Un uomo di 70 anni è deceduto all'ospedale San Giovanni di Dio e Ruggi d'Aragona di Salerno poco dopo essere stato ricoverato: positivo al Coronavirus, il 70enne ha trascorso quattro ore all'interno di un'ambulanza nel piazzale antistante il nosocomio di salernitano, attaccato a una bombola di ossigeno, prima di essere preso in carico e ricoverato. La vittima è Antonio De Rosa, originario di Ravello, in Costiera Amalfitana, e molto conosciuto in zona, dal momento che è stato un autista delle autolinee Sita Sud. Stando a quanto si apprende, De Rosa è arrivato al Ruggi già in condizioni critiche, dal momento che soffriva già di patologie pregresse, alle quali si è aggiunto anche il Coronavirus: i posti letto Covid, però, erano esauriti nel nosocomio salernitano, per cui il 70enne è stato visitato all'interno dell'ambulanza e trattato con l'ossigeno. Dopo un'attesa di circa 4 ore, De Rosa ha trovato posto in reparto soltanto in serata, ma come detto, poco dopo il ricovero, è purtroppo sopraggiunto il decesso.

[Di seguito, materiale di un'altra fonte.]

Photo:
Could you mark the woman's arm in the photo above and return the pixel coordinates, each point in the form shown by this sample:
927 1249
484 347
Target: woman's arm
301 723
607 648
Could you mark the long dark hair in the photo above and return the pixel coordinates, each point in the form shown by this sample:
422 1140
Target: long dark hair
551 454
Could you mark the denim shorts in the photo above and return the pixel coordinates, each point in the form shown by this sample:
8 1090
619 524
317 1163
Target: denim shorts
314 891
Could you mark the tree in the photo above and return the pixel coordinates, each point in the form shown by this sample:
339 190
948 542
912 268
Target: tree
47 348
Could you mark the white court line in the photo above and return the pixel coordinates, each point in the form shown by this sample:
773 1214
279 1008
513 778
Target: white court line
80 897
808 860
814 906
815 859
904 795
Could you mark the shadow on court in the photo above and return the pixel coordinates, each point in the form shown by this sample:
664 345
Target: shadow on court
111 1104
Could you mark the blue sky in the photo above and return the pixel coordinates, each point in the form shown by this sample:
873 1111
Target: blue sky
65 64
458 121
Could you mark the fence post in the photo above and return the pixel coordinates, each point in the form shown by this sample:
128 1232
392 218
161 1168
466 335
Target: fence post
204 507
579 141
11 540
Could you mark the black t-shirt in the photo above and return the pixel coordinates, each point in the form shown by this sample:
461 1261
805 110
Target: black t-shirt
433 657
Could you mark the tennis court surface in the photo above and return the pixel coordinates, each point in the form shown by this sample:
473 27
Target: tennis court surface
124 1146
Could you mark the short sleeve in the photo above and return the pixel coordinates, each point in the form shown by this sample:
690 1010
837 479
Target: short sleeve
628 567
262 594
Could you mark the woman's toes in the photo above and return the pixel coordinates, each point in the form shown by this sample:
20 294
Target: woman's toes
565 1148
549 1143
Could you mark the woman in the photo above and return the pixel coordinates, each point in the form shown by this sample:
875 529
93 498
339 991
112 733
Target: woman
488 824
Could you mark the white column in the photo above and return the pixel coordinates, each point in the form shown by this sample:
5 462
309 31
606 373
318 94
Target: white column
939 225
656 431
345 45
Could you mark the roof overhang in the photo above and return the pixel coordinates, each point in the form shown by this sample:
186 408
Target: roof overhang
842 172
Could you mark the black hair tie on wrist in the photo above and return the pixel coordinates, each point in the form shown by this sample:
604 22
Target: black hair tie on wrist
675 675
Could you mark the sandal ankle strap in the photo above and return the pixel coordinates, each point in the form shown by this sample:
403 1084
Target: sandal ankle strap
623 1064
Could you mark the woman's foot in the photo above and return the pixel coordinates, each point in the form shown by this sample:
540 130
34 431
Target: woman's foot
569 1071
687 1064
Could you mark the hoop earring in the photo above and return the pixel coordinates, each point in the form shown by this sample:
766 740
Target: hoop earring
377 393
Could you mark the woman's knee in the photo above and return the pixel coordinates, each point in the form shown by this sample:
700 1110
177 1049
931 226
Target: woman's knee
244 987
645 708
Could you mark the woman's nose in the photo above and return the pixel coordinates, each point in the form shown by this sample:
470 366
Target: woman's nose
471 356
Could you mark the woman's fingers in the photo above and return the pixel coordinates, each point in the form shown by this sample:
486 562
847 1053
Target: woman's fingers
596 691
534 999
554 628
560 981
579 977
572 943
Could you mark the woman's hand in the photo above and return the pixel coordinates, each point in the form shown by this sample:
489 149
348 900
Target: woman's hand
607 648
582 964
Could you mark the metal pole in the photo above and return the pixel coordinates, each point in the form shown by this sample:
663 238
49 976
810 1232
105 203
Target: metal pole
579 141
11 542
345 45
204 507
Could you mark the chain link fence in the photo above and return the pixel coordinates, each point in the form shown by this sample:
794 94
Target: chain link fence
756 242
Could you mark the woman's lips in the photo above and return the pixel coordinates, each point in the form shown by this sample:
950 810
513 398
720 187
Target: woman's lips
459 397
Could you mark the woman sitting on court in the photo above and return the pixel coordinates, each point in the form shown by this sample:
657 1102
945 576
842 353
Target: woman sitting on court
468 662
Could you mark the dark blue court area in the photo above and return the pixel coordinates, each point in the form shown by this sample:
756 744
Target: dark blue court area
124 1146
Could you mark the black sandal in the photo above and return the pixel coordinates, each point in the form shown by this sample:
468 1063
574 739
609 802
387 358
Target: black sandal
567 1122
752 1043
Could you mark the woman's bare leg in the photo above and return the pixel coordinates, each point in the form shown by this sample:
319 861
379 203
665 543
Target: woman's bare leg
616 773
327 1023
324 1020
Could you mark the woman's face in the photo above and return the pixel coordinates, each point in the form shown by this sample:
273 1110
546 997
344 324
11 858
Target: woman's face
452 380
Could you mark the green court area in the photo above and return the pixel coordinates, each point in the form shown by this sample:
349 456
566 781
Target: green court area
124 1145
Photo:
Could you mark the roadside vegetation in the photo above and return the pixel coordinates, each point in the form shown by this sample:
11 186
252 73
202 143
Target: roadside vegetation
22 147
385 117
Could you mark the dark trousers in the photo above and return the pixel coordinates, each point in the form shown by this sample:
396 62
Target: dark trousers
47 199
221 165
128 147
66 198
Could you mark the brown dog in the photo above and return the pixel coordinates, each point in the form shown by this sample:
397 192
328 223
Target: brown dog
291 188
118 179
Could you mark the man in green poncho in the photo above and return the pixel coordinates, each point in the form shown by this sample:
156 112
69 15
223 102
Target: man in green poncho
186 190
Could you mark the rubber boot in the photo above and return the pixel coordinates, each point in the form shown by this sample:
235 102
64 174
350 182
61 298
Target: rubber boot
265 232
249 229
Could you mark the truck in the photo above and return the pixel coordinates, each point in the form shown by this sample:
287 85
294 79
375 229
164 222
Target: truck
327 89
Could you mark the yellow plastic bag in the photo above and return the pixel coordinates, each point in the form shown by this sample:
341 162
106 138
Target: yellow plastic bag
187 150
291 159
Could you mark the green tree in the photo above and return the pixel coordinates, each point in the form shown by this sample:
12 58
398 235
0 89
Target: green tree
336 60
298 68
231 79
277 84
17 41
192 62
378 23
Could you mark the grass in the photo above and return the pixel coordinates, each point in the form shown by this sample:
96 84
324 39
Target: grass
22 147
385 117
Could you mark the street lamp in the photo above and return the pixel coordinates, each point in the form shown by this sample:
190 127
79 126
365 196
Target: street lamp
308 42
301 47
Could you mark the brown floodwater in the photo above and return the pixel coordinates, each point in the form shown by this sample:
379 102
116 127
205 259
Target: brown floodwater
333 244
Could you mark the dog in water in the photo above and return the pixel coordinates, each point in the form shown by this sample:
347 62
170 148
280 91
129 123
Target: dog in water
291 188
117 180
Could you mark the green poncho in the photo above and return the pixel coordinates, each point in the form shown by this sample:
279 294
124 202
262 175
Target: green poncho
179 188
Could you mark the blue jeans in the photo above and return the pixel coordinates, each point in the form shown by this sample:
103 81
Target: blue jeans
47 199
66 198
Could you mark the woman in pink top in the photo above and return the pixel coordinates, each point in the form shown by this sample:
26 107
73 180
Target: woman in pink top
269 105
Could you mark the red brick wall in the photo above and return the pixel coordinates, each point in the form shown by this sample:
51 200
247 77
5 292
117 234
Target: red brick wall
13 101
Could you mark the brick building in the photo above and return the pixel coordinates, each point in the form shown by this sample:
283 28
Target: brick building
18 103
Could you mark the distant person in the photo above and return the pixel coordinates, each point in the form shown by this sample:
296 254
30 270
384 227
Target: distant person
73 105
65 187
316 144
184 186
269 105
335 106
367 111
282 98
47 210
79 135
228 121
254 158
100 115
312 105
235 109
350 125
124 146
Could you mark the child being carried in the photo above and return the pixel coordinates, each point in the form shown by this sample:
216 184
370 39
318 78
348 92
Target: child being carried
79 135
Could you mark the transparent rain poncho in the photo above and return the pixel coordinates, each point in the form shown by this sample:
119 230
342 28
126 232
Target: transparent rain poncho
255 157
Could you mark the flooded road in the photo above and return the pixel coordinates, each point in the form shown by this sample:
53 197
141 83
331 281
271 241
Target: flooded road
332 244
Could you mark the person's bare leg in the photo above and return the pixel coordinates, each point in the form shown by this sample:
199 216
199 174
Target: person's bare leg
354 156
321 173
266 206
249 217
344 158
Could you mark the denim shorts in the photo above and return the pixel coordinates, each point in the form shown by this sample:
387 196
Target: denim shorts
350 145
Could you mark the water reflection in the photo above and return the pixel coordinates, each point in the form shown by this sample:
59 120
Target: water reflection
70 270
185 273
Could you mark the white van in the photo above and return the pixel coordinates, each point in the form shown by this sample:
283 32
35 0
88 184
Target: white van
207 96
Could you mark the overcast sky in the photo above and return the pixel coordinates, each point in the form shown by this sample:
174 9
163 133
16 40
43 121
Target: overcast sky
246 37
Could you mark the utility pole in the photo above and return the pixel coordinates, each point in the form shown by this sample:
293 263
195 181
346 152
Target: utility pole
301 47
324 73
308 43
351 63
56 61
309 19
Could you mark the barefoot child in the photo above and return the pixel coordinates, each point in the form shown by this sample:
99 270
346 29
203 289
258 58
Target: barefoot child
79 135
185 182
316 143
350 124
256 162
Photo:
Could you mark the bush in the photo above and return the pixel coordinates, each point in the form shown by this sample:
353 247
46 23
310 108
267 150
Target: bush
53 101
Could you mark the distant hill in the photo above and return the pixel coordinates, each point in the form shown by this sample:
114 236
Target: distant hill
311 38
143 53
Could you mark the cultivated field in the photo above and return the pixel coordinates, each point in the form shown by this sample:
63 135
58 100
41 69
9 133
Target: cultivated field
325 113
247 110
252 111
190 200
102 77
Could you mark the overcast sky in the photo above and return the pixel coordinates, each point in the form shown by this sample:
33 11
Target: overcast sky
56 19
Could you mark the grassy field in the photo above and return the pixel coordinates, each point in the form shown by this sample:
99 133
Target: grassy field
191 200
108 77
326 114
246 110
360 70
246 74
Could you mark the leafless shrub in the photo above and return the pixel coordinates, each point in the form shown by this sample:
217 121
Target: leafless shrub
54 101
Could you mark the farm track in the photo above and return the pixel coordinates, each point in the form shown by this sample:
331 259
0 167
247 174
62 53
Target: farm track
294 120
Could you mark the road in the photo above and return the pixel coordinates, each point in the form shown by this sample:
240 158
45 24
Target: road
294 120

Uomo lasciato per ore in attesa in auto all'ospedale di Castellammare

Con l'aumento dei casi di Coronavirus a cui si assiste in questo periodo in Campania, gli ospedali sono in affanno. Storie come quella che arriva da Salerno, purtroppo, non sono rare, anche se i risvolti e le conseguenze non sono sempre uguali. Nella giornata di ieri, un video pubblicato dalla moglie del diretto interessato, ha fatto il giro del web: le immagini mostrano un uomo nel parcheggio dell'ospedale San Leonardo di Castellammare di Stabia (Napoli), attaccato a una bombola di ossigeno, che aspetta da ore il suo turno per essere preso in carico dal personale medico.